Mere days ago, professional opinion-haver and journalist Janice Turner was to be found fuming that the WW2-set comedy Jojo Rabbit had been done dirty by “po-faced one-star woke reviews”. Leaving aside for a minute the deathless bugbear of journalists using the phrase ‘woke’ as a derogatory term, it may be worth digging a little further into the bizarre contention that right-on journos are out to destroy art and fun by being so absurdly doctrinaire.
“It can’t be long before Comment is Free suggests a state panel to assess whether works of art pass strict ideological criteria before release,” Turner went on to say. “This now seems to be the sole criteria on the left over whether anything is good.” It’s worth citing this sort of opinion in full, because its bad faith cuts to the heart of the so-called ‘culture wars’ in which we have all apparently been drafted, and which, it’s worth reiterating, the left is not winning. Jojo Rabbit is currently certified 80 per cent fresh on Rotten Tomatoes and has been nominated for six Oscars, including Best Film – so whatever beef some critics may have with it, it’s hard to see it as a victim. Moreover, while a lot of reviews take issue with the film’s politics, a far more ubiquitous criticism is that the film isn’t funny: indeed, “not funny” are the last two words of Peter Bradshaw’s Guardian review.

The film industry is not being damaged by a culture of wokeness – it’s barely even affected by it. A 12-year study by the Inclusion Initiative found that of the 1,300 highest-grossing films between 2007 and 2019, 4.8 per cent were directed by women. This week, the Oscar nominations were released, and all the actor nominations but one are for white actors. There are no women, people of colour, or queer people nominated for Best Director – again. One film by a woman – Greta Gerwig’s Little Women – is nominated for Best Picture. Green Book, a film that elects to tell a story of racism and homophobia in the American south in the 1960s from the perspective of a straight white man, won Best Picture last year. The default, vague, apolitical liberalism of Hollywood is a cover-up for kneejerk American rightwingery, which continues to tell and sell stories of white male supremacy, even as a politics of equality has gained a foothold in the public consciousness. This is the culture in which huge corporations like Marvel make appeasing gestures towards the LGBTQ+ community while obviously reckoning that being too inclusive would be financially risky. Repeat after me: the woke left is not winning this fight.
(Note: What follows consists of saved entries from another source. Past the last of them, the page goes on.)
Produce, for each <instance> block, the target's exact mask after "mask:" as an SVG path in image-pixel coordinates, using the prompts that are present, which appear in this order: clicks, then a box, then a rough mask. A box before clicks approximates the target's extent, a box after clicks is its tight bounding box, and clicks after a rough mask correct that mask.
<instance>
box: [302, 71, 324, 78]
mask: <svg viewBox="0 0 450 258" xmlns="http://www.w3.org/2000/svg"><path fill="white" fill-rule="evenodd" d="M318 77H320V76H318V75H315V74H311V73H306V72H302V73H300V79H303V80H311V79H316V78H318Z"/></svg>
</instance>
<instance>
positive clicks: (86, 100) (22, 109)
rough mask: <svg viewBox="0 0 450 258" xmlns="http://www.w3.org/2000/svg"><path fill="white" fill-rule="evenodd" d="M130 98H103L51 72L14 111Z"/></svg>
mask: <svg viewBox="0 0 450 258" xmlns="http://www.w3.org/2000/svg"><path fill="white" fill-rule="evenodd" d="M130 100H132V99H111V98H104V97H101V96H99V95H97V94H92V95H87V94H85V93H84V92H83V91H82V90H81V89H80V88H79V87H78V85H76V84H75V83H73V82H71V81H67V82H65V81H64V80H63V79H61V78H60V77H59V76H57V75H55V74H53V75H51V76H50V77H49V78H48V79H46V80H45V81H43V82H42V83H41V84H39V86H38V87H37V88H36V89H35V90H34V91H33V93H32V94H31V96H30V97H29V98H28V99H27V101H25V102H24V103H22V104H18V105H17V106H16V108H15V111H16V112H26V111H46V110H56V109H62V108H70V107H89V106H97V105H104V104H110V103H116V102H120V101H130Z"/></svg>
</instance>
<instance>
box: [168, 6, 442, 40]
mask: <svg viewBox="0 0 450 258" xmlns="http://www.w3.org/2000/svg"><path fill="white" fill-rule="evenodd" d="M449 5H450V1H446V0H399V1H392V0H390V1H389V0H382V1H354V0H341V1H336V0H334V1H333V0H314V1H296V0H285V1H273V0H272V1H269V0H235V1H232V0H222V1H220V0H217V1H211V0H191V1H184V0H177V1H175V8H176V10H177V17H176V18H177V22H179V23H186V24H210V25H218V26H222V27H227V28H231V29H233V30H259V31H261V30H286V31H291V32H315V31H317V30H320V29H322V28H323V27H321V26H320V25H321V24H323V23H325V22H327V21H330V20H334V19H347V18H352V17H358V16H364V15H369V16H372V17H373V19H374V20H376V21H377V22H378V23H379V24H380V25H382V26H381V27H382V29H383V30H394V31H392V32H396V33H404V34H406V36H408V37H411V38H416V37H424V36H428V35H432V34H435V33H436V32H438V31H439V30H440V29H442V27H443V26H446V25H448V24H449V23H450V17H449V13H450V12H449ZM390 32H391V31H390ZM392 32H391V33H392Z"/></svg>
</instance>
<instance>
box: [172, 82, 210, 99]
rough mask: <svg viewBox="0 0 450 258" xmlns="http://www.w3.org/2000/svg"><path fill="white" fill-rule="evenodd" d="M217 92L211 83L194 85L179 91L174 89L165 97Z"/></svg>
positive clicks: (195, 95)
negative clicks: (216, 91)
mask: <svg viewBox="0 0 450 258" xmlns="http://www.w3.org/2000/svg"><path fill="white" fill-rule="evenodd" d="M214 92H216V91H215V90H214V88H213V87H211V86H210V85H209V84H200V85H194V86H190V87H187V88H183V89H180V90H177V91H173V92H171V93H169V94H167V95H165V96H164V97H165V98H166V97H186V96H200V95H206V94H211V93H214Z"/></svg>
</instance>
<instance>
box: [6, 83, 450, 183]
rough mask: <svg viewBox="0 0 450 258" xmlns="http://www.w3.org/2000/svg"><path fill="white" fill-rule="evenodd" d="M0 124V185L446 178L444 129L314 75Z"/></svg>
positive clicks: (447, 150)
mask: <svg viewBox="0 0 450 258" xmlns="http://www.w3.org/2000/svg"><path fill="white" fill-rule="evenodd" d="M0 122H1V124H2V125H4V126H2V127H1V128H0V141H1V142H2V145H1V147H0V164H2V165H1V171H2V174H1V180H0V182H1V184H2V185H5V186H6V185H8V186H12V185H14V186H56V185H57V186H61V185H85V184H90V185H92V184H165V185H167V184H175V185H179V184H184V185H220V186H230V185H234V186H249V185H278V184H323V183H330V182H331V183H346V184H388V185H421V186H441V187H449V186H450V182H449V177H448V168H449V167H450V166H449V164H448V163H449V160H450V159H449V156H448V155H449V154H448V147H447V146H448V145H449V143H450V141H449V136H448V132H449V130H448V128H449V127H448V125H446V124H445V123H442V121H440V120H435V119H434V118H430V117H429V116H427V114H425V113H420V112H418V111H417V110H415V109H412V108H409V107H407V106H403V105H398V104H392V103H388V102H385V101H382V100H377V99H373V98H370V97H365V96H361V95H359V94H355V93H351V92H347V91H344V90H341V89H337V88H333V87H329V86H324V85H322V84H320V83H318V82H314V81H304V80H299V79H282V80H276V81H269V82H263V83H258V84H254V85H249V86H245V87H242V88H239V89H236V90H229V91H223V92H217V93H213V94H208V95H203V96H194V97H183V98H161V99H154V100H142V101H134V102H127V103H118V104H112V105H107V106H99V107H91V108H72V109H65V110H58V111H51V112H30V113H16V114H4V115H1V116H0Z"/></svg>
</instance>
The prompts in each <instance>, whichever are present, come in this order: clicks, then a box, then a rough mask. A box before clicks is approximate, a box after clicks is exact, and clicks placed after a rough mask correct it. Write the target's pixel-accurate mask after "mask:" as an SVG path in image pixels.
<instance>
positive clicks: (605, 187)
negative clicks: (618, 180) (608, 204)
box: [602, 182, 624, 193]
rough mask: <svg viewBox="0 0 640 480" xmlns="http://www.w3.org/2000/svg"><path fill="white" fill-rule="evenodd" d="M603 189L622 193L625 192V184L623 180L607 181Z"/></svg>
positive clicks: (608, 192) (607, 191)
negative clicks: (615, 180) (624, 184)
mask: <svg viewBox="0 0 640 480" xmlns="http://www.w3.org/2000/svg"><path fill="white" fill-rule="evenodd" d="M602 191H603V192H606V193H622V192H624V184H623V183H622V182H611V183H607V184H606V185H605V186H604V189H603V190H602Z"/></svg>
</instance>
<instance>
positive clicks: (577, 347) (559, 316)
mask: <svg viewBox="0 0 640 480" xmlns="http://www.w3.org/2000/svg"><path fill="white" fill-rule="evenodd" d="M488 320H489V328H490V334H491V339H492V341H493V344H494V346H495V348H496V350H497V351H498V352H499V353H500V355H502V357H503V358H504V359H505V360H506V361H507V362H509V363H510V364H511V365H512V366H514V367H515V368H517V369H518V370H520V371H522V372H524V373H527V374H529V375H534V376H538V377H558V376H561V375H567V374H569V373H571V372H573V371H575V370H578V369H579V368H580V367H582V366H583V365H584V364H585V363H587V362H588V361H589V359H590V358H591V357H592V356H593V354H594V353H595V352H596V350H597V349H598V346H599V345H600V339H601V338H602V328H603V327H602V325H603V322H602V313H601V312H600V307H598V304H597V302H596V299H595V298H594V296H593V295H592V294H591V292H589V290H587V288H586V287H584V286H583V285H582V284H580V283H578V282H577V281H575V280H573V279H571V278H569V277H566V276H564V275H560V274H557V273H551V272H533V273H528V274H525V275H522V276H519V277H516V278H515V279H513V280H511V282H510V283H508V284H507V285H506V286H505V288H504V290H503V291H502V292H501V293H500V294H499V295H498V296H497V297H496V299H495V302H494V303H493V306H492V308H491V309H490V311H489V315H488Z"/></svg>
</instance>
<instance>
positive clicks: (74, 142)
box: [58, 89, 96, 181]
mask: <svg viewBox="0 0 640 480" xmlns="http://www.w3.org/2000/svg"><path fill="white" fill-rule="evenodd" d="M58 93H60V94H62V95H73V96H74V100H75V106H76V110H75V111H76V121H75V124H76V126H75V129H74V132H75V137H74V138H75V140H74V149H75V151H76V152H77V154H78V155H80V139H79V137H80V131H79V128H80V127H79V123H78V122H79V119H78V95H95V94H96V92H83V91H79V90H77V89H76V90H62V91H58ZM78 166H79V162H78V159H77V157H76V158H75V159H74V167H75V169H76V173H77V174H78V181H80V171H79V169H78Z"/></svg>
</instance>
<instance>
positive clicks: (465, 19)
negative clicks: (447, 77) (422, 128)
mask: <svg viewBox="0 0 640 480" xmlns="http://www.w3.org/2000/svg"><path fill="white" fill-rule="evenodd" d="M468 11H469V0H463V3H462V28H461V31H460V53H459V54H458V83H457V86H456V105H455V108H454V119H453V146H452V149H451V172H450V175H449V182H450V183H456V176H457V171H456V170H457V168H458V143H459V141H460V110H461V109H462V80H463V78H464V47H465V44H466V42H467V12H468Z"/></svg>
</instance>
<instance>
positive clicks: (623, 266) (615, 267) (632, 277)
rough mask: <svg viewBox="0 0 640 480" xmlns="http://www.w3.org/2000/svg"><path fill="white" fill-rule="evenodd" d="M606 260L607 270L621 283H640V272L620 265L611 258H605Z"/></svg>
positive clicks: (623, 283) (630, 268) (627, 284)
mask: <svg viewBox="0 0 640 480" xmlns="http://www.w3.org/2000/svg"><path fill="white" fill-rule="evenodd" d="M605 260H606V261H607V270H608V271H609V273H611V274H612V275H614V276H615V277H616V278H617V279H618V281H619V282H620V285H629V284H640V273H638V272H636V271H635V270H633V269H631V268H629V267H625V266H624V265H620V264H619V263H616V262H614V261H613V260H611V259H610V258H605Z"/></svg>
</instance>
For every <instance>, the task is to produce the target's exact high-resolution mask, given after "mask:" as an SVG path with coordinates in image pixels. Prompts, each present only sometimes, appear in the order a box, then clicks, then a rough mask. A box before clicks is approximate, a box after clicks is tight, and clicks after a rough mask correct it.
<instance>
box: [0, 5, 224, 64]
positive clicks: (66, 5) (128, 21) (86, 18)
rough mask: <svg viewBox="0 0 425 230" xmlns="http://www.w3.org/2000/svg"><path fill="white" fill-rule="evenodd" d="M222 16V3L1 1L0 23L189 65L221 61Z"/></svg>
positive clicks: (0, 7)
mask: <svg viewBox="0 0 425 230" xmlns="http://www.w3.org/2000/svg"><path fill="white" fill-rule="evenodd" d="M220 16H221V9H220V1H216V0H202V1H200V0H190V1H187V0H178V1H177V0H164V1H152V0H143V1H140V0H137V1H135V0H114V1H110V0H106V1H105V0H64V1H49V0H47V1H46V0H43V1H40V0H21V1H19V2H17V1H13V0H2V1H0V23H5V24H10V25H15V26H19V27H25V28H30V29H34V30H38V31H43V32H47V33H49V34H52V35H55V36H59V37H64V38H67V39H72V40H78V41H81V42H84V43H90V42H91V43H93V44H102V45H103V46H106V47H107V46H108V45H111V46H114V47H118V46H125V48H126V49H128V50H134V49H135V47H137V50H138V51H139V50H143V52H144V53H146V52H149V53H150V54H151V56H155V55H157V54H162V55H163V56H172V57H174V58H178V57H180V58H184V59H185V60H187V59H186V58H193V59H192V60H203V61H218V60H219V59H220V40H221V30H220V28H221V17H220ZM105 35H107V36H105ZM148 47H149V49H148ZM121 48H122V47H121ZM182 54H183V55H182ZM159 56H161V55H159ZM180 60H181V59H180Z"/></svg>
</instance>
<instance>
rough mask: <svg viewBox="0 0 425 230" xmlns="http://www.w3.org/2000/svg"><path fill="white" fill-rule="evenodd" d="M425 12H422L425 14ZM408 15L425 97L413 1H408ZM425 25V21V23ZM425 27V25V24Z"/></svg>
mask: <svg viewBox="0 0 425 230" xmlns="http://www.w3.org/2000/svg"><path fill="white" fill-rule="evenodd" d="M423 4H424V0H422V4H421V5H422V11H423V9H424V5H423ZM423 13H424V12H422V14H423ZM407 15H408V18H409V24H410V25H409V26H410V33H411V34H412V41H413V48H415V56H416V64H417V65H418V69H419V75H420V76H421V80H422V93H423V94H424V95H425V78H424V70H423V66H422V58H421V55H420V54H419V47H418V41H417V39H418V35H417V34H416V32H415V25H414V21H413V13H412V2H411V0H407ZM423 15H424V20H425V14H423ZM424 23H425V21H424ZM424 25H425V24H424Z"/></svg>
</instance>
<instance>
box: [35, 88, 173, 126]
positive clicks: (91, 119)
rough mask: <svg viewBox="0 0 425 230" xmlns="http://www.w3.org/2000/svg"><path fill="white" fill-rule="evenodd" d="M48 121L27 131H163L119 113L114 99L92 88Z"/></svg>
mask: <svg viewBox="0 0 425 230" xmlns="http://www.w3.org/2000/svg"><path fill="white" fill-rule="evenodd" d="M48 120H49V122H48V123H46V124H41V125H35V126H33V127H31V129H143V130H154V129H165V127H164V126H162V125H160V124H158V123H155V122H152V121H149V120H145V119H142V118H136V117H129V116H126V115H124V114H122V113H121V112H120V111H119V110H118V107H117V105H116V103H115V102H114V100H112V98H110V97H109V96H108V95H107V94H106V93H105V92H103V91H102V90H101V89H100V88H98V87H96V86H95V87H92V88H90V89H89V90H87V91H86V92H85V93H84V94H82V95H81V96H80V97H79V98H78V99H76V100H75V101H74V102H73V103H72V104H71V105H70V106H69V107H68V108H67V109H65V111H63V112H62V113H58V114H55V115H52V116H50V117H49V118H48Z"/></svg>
But beyond all this, the idea that art is now subject to a tyrannical sort of moral inquisition is an idea that refuses to die. The most alarming part of it all is the implicit belief that art can, or even should, be divorced from politics. Why is it so hard to accept that poor history and politics – in other words, a failure to do right by people, show kindness to characters, represent people fairly – can in themselves be an artistic failing? How did we reach a situation where people truly believe art and politics to be discrete forces, the latter not to be considered in an honest appraisal of former?
“The idea that art is now subject to a tyrannical sort of moral inquisition is an idea that refuses to die”
The truth is that this broadside usually comes from people who had never been forced to think about their own politics and privilege until very recently, by the democratising force of the internet – and the thought is painful. So criticisms of the art they had been thoughtlessly enjoying until so recently take on an almost personal quality, start to feel like an attack.
In 2020, three years into a four year Donald Trump presidency, only the truly myopic don’t perceive the politics of the art they watch or listen to. We have seen this over and over, from Gamergate to the battle erupting online over the all-female Ghostbusters (during which Leslie Jones was subjected to vicious misogynoir). Film does not exist in a vacuum: therefore, what does it mean that in recent times we have had so many high profile films giving a ‘balanced’ perspective on both sides? A couple of years ago, I wrote about this problem of perspective in the films Wind River and Three Billboards Outside Ebbing, Missouri – which both centre white saviours and treat racism as a question of choices rather than a structural disease. This pattern is not, I think coincidental.
In these bitterly divided times, it’s only right for critics – whose job it is to offer expertise, thoughts, insights, and guidance on art – to reflect deeply on the politics of the works they’re writing about, and their wider application in the world. In turn it is to be hoped that viewers can also learn to ask questions of the art they enjoy and of themselves.